The theme for this year is let’s talk scams, to encourage all Australians to talk about scams with family, friends, and colleagues to raise awareness, educate, and empower consumers to protect themselves.

ACCC’s Scamwatch reported that Australians lost $176.1 million to scams last year, up by 23.1 per cent from 2019. Statistics like these provide a good reminder that scams are ongoing, very active, and are becoming more sophisticated.

Today we would like to profile a PhD student researching in the area of fraud and cybercrime.

Rebecca Layt is a current PhD candidate in the School of Justice, interested in all things fraud and cyber crime. She completed her dual Bachelor of Psychology and Bachelor Justice, achieving first class honours in 2020. Her research interests include ransomware, digital vigilantism, and online fraud.

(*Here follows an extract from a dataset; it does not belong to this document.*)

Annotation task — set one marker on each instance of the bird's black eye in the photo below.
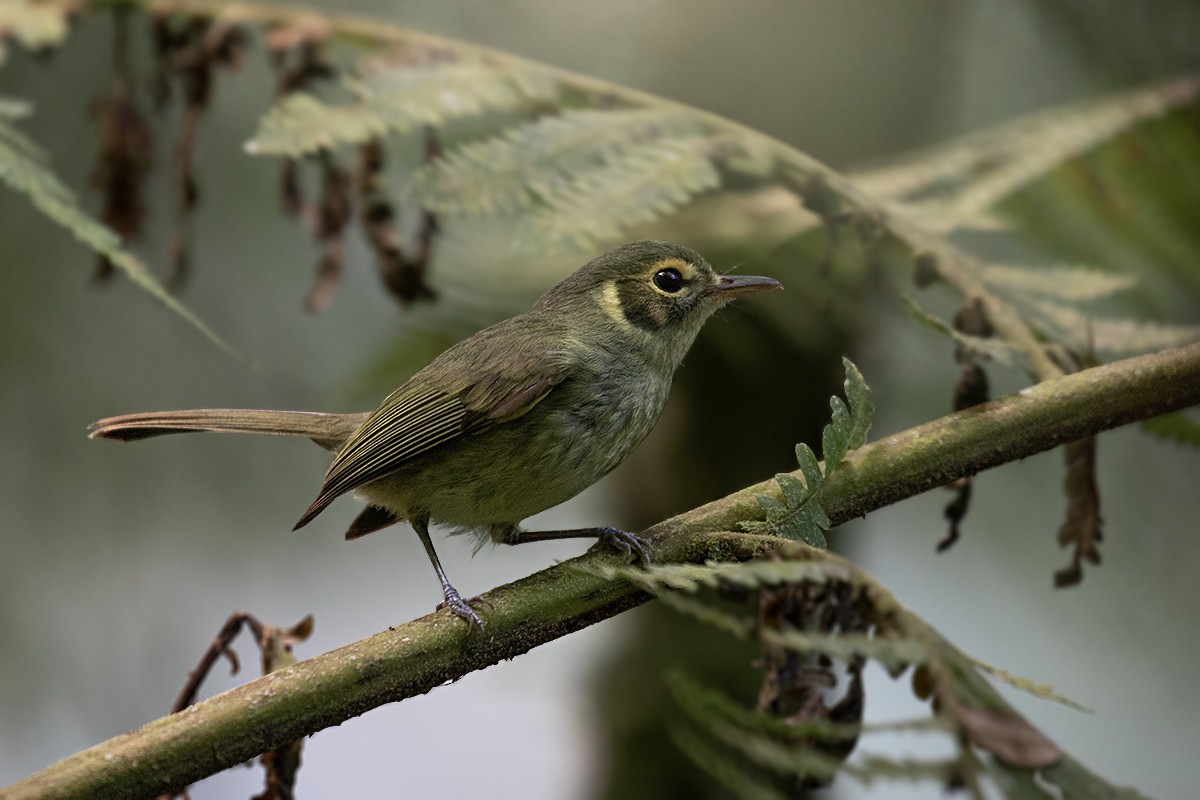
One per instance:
(670, 281)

This has informed her most recent publication, co-authored with Associate Professor Cassandra Cross, titled “I suspect that the pictures are stolen: Romance Fraud, Identity Crime, and Responding to Suspicions of Inauthentic Identities” (2021).

Rebecca’s current PhD project is investigating the range of motivations behind individuals engaging in catfishing, the practice of fabricating online identities on social media. Despite recent media depictions of catfishing, such as Netflix’s Clickbait (2021) and Love Hard (2021), little is known about why individuals engage in deliberate deception online, particularly when no financial incentive is present.

The project aims to provide a stronger understanding of motivations behind catfishing and gain insight into the range of tactics used to develop fraudulent relationships online.